Ringsbury’s Ruminations

I don’t think I ever told you about how I became herd leader at Golden Valley llamas, did I?  Here’s what happened.

When Silbury, Avebury and I came to Old King Street Farm, Silbury and I were a couple of weeks short of our first birthday and Avebury was 7 weeks younger than us.  We all knew each other well and had spent time with a herd of older llamas who had sometimes had to tell us who was Boss.

Well, without the Big Boys around we had to have our own herd leader. There were two applicants. Avebury was out of the running from the start.  He’s too gentle and doesn’t command respect like me.  As the months went by, Silbury started to be really annoying – picking
arguments with me over some hay or grass or leaves, and who’s seen a particularly tasty snack first.  We would have to have a discussion about it, which consisted of us trying to bite each other’s fore ankles,
rear knees and tail.  All very well, but then Avebury would come over all confused and climb on me.  So no wonder Silbury was sometimes able to take advantage and force me onto my front knees.  What a sight!

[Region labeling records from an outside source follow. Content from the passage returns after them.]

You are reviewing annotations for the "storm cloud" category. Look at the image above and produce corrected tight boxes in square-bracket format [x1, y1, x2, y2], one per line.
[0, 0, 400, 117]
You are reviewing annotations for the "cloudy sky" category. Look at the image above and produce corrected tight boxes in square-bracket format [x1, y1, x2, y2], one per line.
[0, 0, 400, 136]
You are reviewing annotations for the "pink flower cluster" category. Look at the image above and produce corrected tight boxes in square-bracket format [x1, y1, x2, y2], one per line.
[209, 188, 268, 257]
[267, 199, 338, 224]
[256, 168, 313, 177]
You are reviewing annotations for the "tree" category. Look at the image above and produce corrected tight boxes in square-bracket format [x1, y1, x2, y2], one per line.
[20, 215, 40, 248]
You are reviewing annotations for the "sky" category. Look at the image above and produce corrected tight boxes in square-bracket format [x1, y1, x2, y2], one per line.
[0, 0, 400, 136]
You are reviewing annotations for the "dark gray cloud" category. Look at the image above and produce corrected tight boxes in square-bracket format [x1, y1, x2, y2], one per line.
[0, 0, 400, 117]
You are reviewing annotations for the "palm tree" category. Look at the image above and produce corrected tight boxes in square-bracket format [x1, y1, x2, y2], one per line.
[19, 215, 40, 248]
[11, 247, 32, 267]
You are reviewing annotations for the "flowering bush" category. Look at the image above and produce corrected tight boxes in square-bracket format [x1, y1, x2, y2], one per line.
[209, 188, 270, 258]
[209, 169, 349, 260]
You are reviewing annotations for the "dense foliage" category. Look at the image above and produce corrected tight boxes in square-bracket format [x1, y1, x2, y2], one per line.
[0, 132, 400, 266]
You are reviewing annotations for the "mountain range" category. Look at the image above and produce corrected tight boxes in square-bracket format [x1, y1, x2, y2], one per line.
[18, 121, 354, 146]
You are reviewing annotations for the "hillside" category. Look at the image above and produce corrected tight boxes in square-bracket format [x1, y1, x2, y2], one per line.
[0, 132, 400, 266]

This went on for several months.  In the field we started to challenge each other and this is spectacular.  We reared up on our hind legs and banged our chests together.  We just didn’t see eye to eye, but the
disagreement would never last long.

Our final bust-up came when Silbury had annoyed me just once too often. He’s nimble and quick and can turn away from a challenge so I’d sometimes be floundering in the air.  I’d had enough and told him I no uncertain terms that enough is enough!  Silbury concurred.  He found a gap in the fence, squeezed out and left home.  By all accounts he was found standing in the beer garden of the pub in the village and was
promptly rounded up and brought home with his tail between his legs.

A short time later, Silbury, Avebury and I had a visit from the doctor, and though I don’t remember much about it, because we were sedated, we had an operation and within a very few weeks our desire to fight had gone.  But I was herd leader and I still am.

And things go full circle don’t they?  Now we have two young chaps at Old King Street Farm – Croft Ambrey and Kennett, aged 11 and 9 months, and the bickering has started all over again.  It’s mild enough and
Kennett is surprisingly adept in their contests.  He’s nimble and the much larger Croft Ambrey doesn’t use his full weight.  But, no doubt the discussions will continue.  I’ve had a word with our gentle female
person and she’s told me the miracle calming operation is lined up for when the boys have turned 18 months or so.

They are good little llamas actually and this week helped escort a party of big and little people around our fields for the first time.  I think they enjoyed it and the children certainly did.  Last night we were
released into a new run and Kennett and Croft Ambrey started pogoing along.  Soon, we all joined in, and the seven boys were bouncing along the fence line, whilst the girls in the adjoining field were running
along with us.  A bunch of pogoing llamas is a very funny and jolly sight!

More llama chat soon.  Herd Leader Ringsbury signing off.